Œuvre Stèle de la victoire de Naram-Sin
Œuvre majeure illustrant l’art impérial de la dynastie Akkadienne, cette stèle de la victoire célèbre le triomphe du roi Naram-Sin sur un peuple montagnard, les Lullubi. Le roi akkadien a conduit ses troupes sur les pentes abruptes du territoire ennemi, écrasant sans pitié toute résistance. La marche victorieuse du conquérant est couplée à l’ascension personnelle d’un souverain qui pourrait maintenant prétendre à l’égalité avec les dieux.
Le butin des rois élamites
Cette grande stèle de la victoire d’une qualité exceptionnelle, sculptée dans du calcaire rose, n’a pas été retrouvée en Mésopotamie mais sur le site iranien de Suse. Il y avait été pris au 12ème siècle avant JC par le roi élamite Shutruk-Nahhunte, avec un butin considérable recueilli lors de sa campagne victorieuse à Babylone. À côté de l’inscription existante en cunéiforme primitif, le roi en a ajouté une autre dédiée à sa propre gloire et dans laquelle il déclare que la stèle a été emportée après le pillage de la ville de Sippar.

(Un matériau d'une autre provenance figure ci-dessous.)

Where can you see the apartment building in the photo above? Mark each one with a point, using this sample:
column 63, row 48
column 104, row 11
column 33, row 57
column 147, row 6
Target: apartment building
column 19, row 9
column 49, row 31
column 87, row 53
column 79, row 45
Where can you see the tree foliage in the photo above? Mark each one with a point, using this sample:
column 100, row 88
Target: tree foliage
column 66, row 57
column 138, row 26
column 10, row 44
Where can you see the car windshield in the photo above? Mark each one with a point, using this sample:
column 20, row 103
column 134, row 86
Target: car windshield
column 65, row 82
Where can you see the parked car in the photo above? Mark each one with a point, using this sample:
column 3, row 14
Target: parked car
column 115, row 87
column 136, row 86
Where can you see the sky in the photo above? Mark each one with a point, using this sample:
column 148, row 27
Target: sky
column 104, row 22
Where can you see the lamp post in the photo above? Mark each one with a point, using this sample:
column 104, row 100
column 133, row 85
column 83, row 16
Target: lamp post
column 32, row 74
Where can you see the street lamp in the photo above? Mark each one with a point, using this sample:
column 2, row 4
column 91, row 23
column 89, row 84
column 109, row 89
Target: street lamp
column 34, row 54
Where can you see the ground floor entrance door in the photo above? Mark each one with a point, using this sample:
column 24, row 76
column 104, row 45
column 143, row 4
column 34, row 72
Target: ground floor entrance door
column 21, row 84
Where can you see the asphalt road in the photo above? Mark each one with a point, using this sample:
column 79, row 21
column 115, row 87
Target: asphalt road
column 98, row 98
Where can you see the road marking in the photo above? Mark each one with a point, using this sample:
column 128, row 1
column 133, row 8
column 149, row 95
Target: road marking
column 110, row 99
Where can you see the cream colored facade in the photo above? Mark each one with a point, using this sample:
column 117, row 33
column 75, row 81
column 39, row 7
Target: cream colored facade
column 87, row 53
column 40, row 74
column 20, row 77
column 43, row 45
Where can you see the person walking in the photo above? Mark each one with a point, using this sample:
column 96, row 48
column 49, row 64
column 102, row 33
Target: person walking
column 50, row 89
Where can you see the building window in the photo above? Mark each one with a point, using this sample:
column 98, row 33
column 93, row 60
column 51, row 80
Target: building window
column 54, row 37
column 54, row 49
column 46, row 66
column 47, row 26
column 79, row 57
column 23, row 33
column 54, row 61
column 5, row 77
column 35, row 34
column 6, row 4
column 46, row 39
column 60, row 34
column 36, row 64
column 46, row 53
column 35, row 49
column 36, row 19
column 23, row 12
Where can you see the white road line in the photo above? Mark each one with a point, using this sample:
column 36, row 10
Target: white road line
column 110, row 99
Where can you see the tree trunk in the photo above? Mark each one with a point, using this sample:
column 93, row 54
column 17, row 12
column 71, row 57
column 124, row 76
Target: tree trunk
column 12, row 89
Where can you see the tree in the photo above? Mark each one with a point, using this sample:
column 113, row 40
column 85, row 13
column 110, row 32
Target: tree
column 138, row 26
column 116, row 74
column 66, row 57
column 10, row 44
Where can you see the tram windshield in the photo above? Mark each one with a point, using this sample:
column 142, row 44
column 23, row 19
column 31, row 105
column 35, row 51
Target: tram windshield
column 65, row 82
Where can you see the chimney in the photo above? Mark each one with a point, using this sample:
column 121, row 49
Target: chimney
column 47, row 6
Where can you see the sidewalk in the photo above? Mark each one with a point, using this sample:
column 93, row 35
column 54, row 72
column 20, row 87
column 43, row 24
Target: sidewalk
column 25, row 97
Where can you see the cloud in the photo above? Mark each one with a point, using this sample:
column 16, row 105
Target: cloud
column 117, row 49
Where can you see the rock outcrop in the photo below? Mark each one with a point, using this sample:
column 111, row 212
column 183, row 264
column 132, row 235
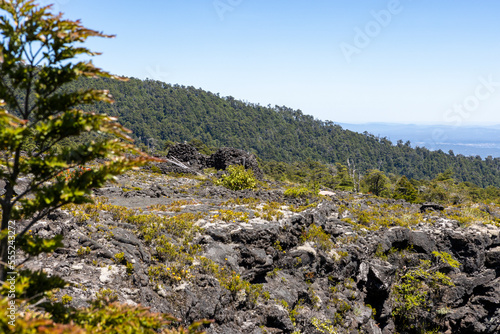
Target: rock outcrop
column 255, row 266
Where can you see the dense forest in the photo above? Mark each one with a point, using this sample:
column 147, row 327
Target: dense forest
column 159, row 113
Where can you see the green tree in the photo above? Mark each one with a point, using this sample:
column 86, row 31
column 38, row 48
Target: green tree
column 376, row 182
column 39, row 54
column 343, row 180
column 405, row 190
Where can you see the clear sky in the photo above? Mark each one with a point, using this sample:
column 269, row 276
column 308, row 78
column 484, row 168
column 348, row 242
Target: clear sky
column 420, row 61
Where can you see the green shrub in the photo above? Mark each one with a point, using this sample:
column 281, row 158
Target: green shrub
column 300, row 192
column 237, row 178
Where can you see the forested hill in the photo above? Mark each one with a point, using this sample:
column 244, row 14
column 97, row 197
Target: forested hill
column 153, row 109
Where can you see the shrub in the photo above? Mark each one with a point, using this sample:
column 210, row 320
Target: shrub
column 237, row 178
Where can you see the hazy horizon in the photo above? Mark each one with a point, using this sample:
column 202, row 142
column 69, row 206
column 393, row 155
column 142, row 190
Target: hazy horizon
column 365, row 61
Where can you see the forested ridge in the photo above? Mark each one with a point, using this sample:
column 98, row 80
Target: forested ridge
column 164, row 112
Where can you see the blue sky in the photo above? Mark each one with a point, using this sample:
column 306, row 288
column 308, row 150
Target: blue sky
column 429, row 62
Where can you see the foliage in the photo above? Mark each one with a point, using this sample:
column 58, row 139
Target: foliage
column 277, row 134
column 405, row 190
column 376, row 182
column 237, row 178
column 317, row 235
column 417, row 295
column 300, row 192
column 39, row 111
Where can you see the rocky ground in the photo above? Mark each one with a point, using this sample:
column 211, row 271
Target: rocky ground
column 257, row 261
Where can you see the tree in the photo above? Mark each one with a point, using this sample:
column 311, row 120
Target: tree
column 38, row 58
column 405, row 190
column 376, row 182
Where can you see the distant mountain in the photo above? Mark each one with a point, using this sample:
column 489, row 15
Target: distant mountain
column 157, row 113
column 467, row 140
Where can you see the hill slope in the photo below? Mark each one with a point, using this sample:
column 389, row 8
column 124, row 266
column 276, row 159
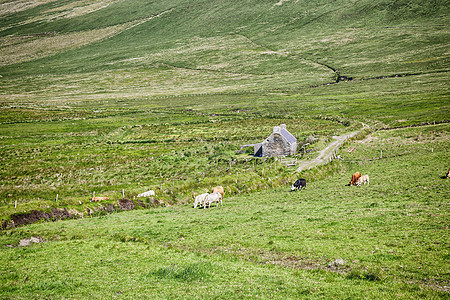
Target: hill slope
column 271, row 44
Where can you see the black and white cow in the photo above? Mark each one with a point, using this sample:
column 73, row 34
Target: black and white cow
column 299, row 184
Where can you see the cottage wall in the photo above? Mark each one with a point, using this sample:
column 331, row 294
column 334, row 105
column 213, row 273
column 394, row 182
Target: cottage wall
column 276, row 145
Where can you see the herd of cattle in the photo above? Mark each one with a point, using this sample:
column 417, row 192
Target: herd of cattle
column 216, row 196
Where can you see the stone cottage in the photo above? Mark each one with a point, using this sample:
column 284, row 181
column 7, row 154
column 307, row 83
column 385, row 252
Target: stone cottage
column 280, row 143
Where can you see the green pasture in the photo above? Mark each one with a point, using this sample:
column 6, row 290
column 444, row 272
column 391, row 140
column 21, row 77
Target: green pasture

Naram-Sin et l’apogée de l’empire akkadien
Le texte original écrit en akkadien nous apprend que cette stèle a été réalisée pour célébrer la victoire de Naram-Sin, roi d’Akkad, sur les Lullubi, un peuple montagnard de la région centrale du Zagros. Naram-Sin était le petit-fils de Sargon, le fondateur de l’empire akkadien et le premier à unifier l’ensemble de la Mésopotamie à la fin du 24ème siècle avant JC. Naram-Sin a régné après son oncle Rimush et son père Manishtusu, faisant de lui le quatrième souverain de la dynastie. La liste des rois sumériens indique qu’il a régné pendant trente-six ans, entre 2254 et 2218 avant JC. Bien qu’aucun document contemporain ne confirme un règne aussi long, l’empire akkadien semble avoir atteint son apogée au cours de cette période.

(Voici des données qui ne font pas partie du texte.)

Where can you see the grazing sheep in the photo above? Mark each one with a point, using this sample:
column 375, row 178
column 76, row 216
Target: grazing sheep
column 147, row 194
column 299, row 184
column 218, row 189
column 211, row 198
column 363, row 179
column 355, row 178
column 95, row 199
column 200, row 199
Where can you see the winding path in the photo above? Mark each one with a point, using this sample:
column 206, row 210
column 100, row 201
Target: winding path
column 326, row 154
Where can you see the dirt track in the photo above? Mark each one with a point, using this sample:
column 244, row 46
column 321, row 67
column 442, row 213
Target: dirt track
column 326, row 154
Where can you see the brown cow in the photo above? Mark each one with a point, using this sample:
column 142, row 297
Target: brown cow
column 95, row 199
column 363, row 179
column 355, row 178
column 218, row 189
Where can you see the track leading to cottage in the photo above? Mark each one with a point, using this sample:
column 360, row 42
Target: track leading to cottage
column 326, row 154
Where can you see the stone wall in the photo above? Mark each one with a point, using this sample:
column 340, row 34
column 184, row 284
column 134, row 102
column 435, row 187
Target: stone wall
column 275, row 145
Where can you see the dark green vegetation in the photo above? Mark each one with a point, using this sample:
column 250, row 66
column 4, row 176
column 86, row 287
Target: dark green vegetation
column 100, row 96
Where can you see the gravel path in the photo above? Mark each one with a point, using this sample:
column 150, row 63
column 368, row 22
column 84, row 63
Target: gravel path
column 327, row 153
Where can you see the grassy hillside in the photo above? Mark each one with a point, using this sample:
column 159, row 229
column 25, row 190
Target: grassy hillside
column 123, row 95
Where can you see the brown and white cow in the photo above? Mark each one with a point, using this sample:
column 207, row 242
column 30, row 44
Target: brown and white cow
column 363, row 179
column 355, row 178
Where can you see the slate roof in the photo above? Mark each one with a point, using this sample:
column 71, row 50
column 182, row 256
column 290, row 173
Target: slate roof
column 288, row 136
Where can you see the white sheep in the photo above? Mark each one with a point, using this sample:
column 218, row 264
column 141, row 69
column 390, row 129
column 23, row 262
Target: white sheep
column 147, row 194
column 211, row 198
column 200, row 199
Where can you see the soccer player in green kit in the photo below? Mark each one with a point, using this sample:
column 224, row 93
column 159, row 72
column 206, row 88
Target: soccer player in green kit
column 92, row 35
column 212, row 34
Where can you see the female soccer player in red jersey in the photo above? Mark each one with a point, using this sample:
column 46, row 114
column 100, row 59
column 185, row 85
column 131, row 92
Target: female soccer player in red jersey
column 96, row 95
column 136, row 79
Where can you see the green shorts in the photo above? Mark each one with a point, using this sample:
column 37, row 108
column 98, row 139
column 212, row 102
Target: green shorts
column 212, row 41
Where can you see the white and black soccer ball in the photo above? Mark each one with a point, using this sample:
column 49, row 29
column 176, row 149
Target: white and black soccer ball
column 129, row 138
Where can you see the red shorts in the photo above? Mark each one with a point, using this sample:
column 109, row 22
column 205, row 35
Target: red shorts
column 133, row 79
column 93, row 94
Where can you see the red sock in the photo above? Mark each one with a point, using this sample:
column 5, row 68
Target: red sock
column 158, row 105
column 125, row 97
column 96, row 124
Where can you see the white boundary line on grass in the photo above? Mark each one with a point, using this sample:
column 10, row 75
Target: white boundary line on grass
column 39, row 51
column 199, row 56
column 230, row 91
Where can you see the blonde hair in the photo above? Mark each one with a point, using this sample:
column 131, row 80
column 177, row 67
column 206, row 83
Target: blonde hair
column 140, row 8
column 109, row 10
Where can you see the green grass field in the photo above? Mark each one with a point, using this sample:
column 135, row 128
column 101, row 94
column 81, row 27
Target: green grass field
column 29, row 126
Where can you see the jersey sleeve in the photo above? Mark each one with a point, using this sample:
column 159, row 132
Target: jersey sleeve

Victoire sur les peuples montagnards
L’éclat du règne de Naram-Sin se reflète dans l’exécution de cette stèle, qui commémorait sa victoire sur Satuni, roi des Lullubi. Pour la première fois, le sculpteur a rejeté la division traditionnelle des sculptures en registres superposés, optant plutôt pour une composition unifiée et dynamique construite autour de la figure glorifiée du souverain.

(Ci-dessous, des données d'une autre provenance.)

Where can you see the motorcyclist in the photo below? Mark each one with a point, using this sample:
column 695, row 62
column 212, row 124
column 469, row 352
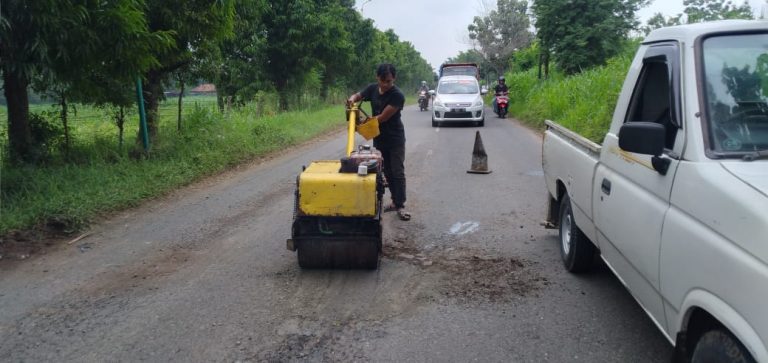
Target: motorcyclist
column 501, row 88
column 424, row 88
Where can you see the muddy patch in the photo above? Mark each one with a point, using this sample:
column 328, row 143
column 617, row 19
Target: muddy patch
column 21, row 245
column 468, row 275
column 302, row 340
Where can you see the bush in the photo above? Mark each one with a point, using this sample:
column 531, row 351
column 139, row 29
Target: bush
column 584, row 102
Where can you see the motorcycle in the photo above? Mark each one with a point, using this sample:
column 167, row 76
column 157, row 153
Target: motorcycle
column 502, row 101
column 423, row 101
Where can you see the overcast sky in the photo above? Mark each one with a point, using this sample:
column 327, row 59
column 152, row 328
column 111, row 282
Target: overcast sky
column 438, row 28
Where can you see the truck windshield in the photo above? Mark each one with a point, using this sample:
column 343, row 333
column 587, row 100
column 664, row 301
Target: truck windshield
column 736, row 86
column 459, row 71
column 457, row 87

L’armée akkadienne gravit les pentes abruptes des montagnes du Zagros, qui abritent les Lullubi. Cette marche ascendante balaie toute résistance. À droite d’une ligne d’arbres accrochés au flanc de la montagne, les ennemis vaincus sont représentés dans une posture de soumission. Ceux qui ont été tués sont piétinés par les soldats akkadiens ou tombent au-dessus du précipice. Ces montagnards sont vêtus d’une tunique de peau et portent leurs longs cheveux attachés en arrière.
La composition est dominée par la haute figure du roi, vers qui tous les regards – ceux des soldats akkadiens et de leurs ennemis Lullubi – sont tournés. Le souverain triomphant, montré plus grand que les autres hommes de la manière traditionnelle, mène son armée dans l’attaque de la montagne. Il est suivi par des porte-étendards qui défilent devant des soldats casqués portant des arcs et des haches. Naram-Sin piétine les corps de ses ennemis, tandis qu’un Lullubi agenouillé tente d’arracher la flèche qui lui transperce la gorge. Un autre lève les mains à sa bouche, suppliant le roi Akkadien de la miséricorde. Mais le regard du conquérant est dirigé vers le sommet de la montagne. Au-dessus de Naram-Sin, les disques solaires semblent rayonner leur protection divine vers lui, alors qu’il se lève pour les rencontrer. Le souverain akkadien porte un casque conique avec des cornes – un symbole traditionnellement le privilège des dieux – et est armé d’un grand arc et d’une hache.
Cette ascension victorieuse ciselée dans la pierre célèbre ainsi un souverain qui se considère sur un pied d’égalité avec les dieux. Dans les inscriptions officielles, le nom de Naram-Sin était donc précédé d’un déterminant divin. Il repoussa les frontières de l’empire plus loin qu’elles ne l’avaient jamais été, d’Ebla en Syrie à Suse en Élam, et mena son armée » là où aucun autre roi n’était allé avant lui. »Il apparaît maintenant comme un monarque universel, comme le proclame son titre officiel de « Roi des Quatre Régions » – à savoir du monde entier.